The images rocked and bounced and quivered. There was no rhyme or reason to their sequence. Now and then the screen went black or blazed with a painful glare.
Rose, formerly too critical, now felt she had to make excuses for her absent husband. "He hadn't had the camera very long," she said.
Carmen Salazar had promised himself to be nothing but gracious to this relative of Paul Amaro's. "Actually," he lied, "it's very good. He's really capturing the high points."
"But what the hell's it telling us?" Amaro said.
So far it was telling them nothing. Here was a glimpse of the harbor, a sailboat full of people going snorkeling. There went the laundromats with the names that Louie found so droll. Foliage rustled, it was hard to tell if it was in the garden or the soundtrack.
Then, with no transition, the scene jumped to a bar, an open-air place, at twilight. Matches rasped; glasses tinkled. A smoky mirror, partly blocked by ranks of stately bottles, was edged with tangles of grabbing vine. Just for an instant, the wobbly camera skated over the barkeep's turning face, revealed dark hair, olive skin already stubbly, a feisty guarded mouth.
Salazar said, "Whaddya know, there's Bigtime."
"Bigtime?" Paul Amaro said, with no particular interest. By the time he said it, the bartender's face was gone, the screen was filled with his hands instead as they layered liquors in a pony glass.
"Guy who works for me," Salazar casually explained. "You met him yesterday. Ziggy."
"Ah," said Paul Amaro, watching the barkeep's tics and swoopings as he built the drink. "Why ya call him Bigtime?"

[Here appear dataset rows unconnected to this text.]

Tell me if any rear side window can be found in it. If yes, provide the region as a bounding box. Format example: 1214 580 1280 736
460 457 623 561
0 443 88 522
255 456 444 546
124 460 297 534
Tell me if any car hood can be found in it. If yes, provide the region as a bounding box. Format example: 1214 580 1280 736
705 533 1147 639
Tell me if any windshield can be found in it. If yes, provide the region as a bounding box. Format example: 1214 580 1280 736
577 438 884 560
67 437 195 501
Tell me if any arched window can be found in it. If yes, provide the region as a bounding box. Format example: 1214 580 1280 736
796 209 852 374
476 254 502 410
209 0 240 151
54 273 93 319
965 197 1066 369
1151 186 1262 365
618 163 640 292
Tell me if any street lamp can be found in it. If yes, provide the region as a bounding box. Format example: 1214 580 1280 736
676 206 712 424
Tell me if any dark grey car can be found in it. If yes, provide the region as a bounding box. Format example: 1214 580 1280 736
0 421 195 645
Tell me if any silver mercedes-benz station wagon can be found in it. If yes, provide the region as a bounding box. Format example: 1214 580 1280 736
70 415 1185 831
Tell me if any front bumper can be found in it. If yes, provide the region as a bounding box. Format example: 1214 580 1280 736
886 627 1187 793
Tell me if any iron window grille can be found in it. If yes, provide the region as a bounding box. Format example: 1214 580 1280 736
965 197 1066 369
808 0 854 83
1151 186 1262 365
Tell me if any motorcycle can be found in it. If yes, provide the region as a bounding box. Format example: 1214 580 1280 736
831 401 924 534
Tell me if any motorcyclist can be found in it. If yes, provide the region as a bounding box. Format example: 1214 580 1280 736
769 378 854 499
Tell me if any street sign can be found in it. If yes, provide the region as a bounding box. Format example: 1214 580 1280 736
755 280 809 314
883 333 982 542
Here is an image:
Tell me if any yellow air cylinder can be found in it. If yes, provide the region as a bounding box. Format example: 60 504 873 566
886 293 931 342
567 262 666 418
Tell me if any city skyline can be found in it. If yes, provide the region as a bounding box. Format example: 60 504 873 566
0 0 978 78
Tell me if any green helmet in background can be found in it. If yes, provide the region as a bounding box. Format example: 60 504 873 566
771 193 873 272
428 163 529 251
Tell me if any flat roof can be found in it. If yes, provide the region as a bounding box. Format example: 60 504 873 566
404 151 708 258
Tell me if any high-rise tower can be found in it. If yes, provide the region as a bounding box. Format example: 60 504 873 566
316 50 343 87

Salazar gave a little laugh. "Ya know, I can't even remember how it started."
But by now Paul Amaro found he couldn't move his eyes from the television. A vague unease, like yesterday's, a feeling of inchoate wrongness, had started churning in his gut. "Try," he said.
Salazar felt a little scolded, rubbed his chin. "When he first came to me for work, he dropped these hints, you know, of bigger things he'd done, important people that he knew."
Amaro leaned far forward in his lawn chair, squeezed one hand tight inside the other. "Like what?" he said. "Like who?" On the screen, the stripes of booze were mounting to the top of the pony glass.